«Есть люди, которые проводят целые дни, подставляя свое тело солнцу, тренируя его, заботясь о нем. Что может быть полезнее для атлета, чем с утра до вечера наращивать свою физическую силу и тренировать свои мускулы, ведь этому занятию они посвятили свою жизнь? Но и мы, готовящие свою душу к жизни в гражданской общине, не сможем лучше употребить свое время, нежели целиком посвятив его решению избранной нами задачи. В самом деле, тот, кто поставил перед собой цель быть полезным согражданам и всему человечеству, не найдет лучшего способа преуспеть и усовершенствоваться в этом, чем с головой уйти в работу и по мере своих способностей служить общим и частным интересам»[118].
Сравнение политической деятельности со спортом не отличается оригинальностью, как не отличалась оригинальностью и система философских взглядов Афинодора, однако напоминание некоторых общих мест о связи политики с моралью наверняка принесло его ученику определенную пользу. В то же время Афинодор советовал не принимать участия в общественной жизни, подвергая опасности целостность своей добродетели, и восхвалял ученый досуг, служащий общим интересам. Иными словами, он выбрал для себя роль советника при тех, кто обладал государственной властью. Он учил, что можно быть полезным республике, не только «выдвигая кандидатов, защищая обвиняемых, решая вопросы войны и мира», но и побуждая молодежь отвратиться от порока и обратиться к практической добродетели.
Наконец, он сурово осуждал суету, заставляющую людей «строить одно, разрушать другое, плыть против течения, поворачивать реки и бороться с преградами на суше, понапрасну расходуя время, которое природа велит нам тратить с пользой». Возможно, в перечислении мероприятий, которые служили мишенью для критики многих моралистов того времени, в частности, Саллюстия и Горация, содержался намек на гигантские проекты Юлия Цезаря, намеревавшегося повернуть вспять течение Тибра, чтобы расширить центральную часть Рима, осушить Помптинские болота и прорыть сеть каналов, и приказавшего разрушить почти полностью достроенную виллу, не оправдавшую его ожиданий. Поскольку Август не стал воплощать в жизнь ни один из этих фантастических замыслов, логично предположить, что уроки философа не прошли для него бесследно. Это же подтверждает его явная склонность и умение ценить досуг.
После победы при Акциуме Афинодор стал требовать отставки. По всей видимости, он сопровождал бывшего ученика в поездке по Египту, но теперь, когда война завершилась, мечтал вернуться домой. В качестве прощального подарка он преподнес Цезарю Октавиану последний совет: в минуты гнева, учил он, прежде чем предпринять что бы то ни было, произнеси про себя весь латинский алфавит.

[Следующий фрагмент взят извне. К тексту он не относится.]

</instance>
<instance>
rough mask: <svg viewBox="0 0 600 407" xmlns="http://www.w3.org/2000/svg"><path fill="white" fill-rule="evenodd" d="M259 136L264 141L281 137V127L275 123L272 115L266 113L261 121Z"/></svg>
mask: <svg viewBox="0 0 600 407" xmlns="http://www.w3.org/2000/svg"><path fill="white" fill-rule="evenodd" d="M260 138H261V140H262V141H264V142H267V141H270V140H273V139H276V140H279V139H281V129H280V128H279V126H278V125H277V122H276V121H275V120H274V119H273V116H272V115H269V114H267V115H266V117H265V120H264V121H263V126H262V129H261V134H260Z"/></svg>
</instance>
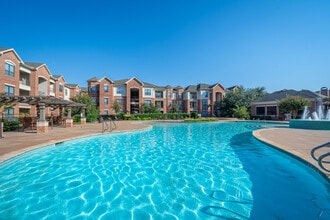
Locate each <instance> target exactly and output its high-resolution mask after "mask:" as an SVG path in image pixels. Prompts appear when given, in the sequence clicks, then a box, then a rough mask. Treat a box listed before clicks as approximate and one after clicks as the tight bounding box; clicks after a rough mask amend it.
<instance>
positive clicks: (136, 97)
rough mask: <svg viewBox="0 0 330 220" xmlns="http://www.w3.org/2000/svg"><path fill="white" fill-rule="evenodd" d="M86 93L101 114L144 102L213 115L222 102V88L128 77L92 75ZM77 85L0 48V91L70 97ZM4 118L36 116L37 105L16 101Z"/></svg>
mask: <svg viewBox="0 0 330 220" xmlns="http://www.w3.org/2000/svg"><path fill="white" fill-rule="evenodd" d="M87 83H88V94H89V95H90V96H91V97H92V99H93V100H94V102H95V104H96V105H97V106H98V107H99V109H100V114H114V113H115V112H114V110H113V108H112V106H113V103H114V102H118V103H119V104H120V105H121V106H122V109H121V112H124V113H127V114H135V113H138V112H141V105H142V104H143V103H146V104H153V105H156V106H157V107H158V108H159V109H160V111H161V112H163V113H168V112H171V108H172V106H173V104H176V105H178V106H179V112H187V113H190V112H196V113H198V114H200V115H202V116H212V115H213V112H214V110H213V107H214V103H215V102H217V101H222V100H223V98H224V94H225V89H224V87H223V86H222V85H221V84H219V83H217V84H214V85H207V84H198V85H190V86H188V87H186V88H183V87H180V86H177V87H171V86H156V85H153V84H151V83H146V82H142V81H141V80H139V79H137V78H135V77H133V78H131V79H122V80H115V81H114V80H111V79H110V78H108V77H103V78H102V79H97V78H95V77H94V78H92V79H89V80H88V81H87ZM82 90H83V88H81V87H80V86H79V85H78V84H69V83H67V82H66V80H65V78H64V76H62V75H56V74H52V73H51V71H50V70H49V68H48V67H47V65H46V64H45V63H36V62H24V61H23V60H22V59H21V58H20V56H19V55H18V54H17V52H16V51H15V50H14V49H13V48H2V47H0V94H1V93H5V95H9V96H49V97H55V98H59V99H64V100H69V99H70V98H71V97H73V96H76V95H79V94H80V93H81V92H82ZM0 112H3V113H4V115H5V116H6V117H12V116H20V115H29V116H36V115H37V108H36V106H32V105H28V104H26V103H17V104H16V105H15V106H14V107H12V108H6V109H0ZM51 114H53V115H59V109H55V110H54V109H51V108H50V107H48V108H46V115H47V116H49V115H51Z"/></svg>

Но Цезарь задержал его возле себя еще на год, использовав в качестве довода греческий стих: «Молчание — вот самая безопасная награда»[119]. Затем он позволил ему уехать в Тарc, наделив значительной властью над согражданами.
Эстафету Афинодора принял Арий, с которым Цезарь познакомился в Александрии. Там же он впервые встретился с его сыновьями Дионисием и Никанором и еще одним философом, Ксенархом, скорее всего, приверженцем школы стоицизма.
Все это говорит о том, что в тот момент, когда Цезарь закладывал решающие основы своей власти, он находился под влиянием философских учений — может быть, не высшей пробы, но зато понятных и легко приложимых к практике. Похоже, что беседы с «придворными» философами наложили определенный отпечаток на его деятельность политика, но еще более вероятно, что они стали для него источником моральных сил, необходимых, чтобы нести бремя власти.